The extreme masochism of taxi dancer Charity Hope Valentine is a challenge, especially in 2016, but Foster turns the character’s commitment to being abused by men into a feminist statement while remaining a total delight to watch. Charity here resembles a galumphing giraffe in a bad Dynel wig. Both hilarious and pathetic. One of Foster’s most recent Broadway assignments was playing Reno Sweeney in “Anything Goes.” From ballsy then to doormat now, the actress really can do anything.
“Sweet Charity” begins where the show’s source material, Federico Fellini’s “The Nights of Cabiria,” ends. A street walker is simultaneously abandoned by her fiancé and robbed of her “dowry,” which she carries in her purse. Neil Simon’s book, written in 1966, is an exceptionally well-structured adaptation of the classic film, but it’s surprisingly flat in the humor department. Almost every laugh in this New Group revival comes not from a Simon zinger (of which there are precious few) but rather silent physical comedy delivered with inspired adeptness from the leading lady under the direction of Leigh Silverman. The scene where Charity watches from the closet while her trick for the night (Joel Perez in multiple roles and displaying a great tenor in each of them) makes love to his girlfriend on the rebound (Nikka Graff Lanzarone) is as over-the-top comic as it is, in the end, downright tragic.
“Sweet Charity” is not a great or even a very good musical. (Two Broadway revivals made that abundantly clear.) Its score by Cy Coleman and Dorothy Fields soars only with “Big Spender,” the taxi dancers’ ode to exploiting and being exploited by men.
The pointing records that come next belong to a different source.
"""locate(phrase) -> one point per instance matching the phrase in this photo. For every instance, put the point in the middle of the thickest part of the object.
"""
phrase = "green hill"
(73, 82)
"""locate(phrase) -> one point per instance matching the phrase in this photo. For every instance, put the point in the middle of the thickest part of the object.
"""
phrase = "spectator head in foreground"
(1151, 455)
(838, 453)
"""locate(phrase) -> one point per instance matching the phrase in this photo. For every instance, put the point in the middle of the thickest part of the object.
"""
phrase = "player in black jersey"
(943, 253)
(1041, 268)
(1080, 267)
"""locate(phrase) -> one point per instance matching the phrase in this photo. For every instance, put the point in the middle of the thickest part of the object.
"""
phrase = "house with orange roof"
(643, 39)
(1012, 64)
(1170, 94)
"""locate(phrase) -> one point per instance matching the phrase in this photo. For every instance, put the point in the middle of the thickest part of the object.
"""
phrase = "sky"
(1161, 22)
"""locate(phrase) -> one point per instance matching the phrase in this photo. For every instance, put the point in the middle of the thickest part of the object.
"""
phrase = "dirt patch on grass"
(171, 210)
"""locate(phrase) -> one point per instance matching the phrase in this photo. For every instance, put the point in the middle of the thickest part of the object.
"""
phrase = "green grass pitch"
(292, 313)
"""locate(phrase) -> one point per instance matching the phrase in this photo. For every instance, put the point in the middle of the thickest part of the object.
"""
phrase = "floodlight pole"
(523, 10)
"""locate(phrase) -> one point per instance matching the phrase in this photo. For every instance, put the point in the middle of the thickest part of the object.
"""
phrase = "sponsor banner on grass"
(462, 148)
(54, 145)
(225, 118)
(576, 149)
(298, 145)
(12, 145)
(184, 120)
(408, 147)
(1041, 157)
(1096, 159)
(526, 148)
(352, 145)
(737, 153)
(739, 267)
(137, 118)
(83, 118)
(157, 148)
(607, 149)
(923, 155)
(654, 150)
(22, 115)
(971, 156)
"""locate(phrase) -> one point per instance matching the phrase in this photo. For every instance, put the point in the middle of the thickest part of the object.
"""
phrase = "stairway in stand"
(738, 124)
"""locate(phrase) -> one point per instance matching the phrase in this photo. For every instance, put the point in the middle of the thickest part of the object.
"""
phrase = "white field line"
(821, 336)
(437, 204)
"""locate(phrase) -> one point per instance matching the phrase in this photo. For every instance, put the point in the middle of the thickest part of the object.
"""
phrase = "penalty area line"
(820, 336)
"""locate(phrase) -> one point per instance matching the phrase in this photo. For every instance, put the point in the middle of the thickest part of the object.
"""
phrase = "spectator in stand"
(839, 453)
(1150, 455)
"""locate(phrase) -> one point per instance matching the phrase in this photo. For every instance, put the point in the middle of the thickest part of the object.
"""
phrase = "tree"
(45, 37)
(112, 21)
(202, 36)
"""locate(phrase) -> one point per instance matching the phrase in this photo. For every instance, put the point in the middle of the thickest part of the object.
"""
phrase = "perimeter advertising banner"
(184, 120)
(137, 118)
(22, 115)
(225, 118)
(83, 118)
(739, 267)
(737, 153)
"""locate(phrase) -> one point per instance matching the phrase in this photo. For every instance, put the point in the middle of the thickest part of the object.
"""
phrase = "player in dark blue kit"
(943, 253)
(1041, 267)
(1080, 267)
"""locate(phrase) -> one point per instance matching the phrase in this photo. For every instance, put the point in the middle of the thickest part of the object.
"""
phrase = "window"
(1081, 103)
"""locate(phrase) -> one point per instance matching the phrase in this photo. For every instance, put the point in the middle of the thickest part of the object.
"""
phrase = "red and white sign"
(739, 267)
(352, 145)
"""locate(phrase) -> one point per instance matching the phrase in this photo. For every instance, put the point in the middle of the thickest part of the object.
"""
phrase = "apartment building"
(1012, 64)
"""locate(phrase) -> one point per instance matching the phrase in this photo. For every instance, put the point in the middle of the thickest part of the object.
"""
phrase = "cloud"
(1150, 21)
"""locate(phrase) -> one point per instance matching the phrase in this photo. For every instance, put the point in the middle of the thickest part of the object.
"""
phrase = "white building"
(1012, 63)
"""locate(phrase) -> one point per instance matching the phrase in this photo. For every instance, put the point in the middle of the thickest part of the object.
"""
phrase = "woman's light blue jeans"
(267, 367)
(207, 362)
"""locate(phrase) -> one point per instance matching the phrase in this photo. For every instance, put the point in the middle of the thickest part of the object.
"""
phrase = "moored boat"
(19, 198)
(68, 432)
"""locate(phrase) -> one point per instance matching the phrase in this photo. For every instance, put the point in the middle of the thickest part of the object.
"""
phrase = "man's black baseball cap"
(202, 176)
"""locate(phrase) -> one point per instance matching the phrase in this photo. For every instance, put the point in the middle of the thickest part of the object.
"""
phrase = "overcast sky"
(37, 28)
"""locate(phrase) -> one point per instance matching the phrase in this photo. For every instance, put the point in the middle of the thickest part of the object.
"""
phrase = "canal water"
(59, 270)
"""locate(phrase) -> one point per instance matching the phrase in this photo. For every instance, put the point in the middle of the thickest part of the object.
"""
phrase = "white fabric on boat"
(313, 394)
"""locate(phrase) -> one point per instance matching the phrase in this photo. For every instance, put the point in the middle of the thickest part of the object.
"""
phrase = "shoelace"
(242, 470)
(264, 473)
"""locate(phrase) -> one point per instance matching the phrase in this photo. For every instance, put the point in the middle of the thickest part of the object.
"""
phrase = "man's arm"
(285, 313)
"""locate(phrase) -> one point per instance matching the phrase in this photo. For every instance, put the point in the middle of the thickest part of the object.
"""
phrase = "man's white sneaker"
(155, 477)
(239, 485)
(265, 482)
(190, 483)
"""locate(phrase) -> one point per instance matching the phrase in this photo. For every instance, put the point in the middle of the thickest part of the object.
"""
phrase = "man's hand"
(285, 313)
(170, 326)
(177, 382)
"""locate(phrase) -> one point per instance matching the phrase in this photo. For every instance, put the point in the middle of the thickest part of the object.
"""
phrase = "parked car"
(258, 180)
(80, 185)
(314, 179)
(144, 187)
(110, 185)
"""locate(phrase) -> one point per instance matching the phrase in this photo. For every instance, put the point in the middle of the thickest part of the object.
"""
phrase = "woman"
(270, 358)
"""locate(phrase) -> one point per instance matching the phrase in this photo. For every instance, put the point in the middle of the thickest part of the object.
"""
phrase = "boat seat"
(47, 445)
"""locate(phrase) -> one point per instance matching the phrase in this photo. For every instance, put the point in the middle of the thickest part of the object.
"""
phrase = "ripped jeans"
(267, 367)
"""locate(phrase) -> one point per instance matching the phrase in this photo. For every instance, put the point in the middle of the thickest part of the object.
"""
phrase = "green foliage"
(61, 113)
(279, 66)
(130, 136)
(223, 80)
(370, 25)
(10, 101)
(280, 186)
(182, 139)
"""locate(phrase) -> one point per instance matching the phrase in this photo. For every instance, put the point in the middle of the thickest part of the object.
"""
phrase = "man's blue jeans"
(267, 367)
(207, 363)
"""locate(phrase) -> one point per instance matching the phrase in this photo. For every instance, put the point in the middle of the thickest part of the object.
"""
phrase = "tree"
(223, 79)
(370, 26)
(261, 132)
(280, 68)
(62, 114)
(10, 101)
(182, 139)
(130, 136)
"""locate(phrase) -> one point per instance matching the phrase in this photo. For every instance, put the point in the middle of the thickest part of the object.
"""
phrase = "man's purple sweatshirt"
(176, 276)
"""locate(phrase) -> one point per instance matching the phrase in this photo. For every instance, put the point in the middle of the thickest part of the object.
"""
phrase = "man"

Silverman’s super-fluid staging never really leaves that hellhole of a dance hall, where we first hear “Big Spender.” The smell of cheap booze and cigars lingers. Upstage and upstairs, Silverman presents an all-female band, as if to tell us that, regardless of our job, we’re all working girls in the end. Foster, Silverman and Schuler Hensley turn dross into, if not gold, something more touching than a well-manufactured evening of musical-comedy glitter.
Charity meets her leading man rather late in the show, just before the end of act one when she and the neurotic nerd Oscar meet and get stuck in a malfunctioning elevator. Hensley presents what has to be the schlubbiest romantic lead ever. He plays the character’s claustrophobia for real, not for laughs, and while that portrait of desperation doesn’t lead to the most upbeat first-act capper, it’s a good omen for what’s to come in the second half.
After we get beyond the desultory “Rhythm of Life” number, Charity and Oscar’s romance turns into an extended plaintive duet of two lost, suffering souls. And the taxi dancers’ gripes take on a new, even greater urgency.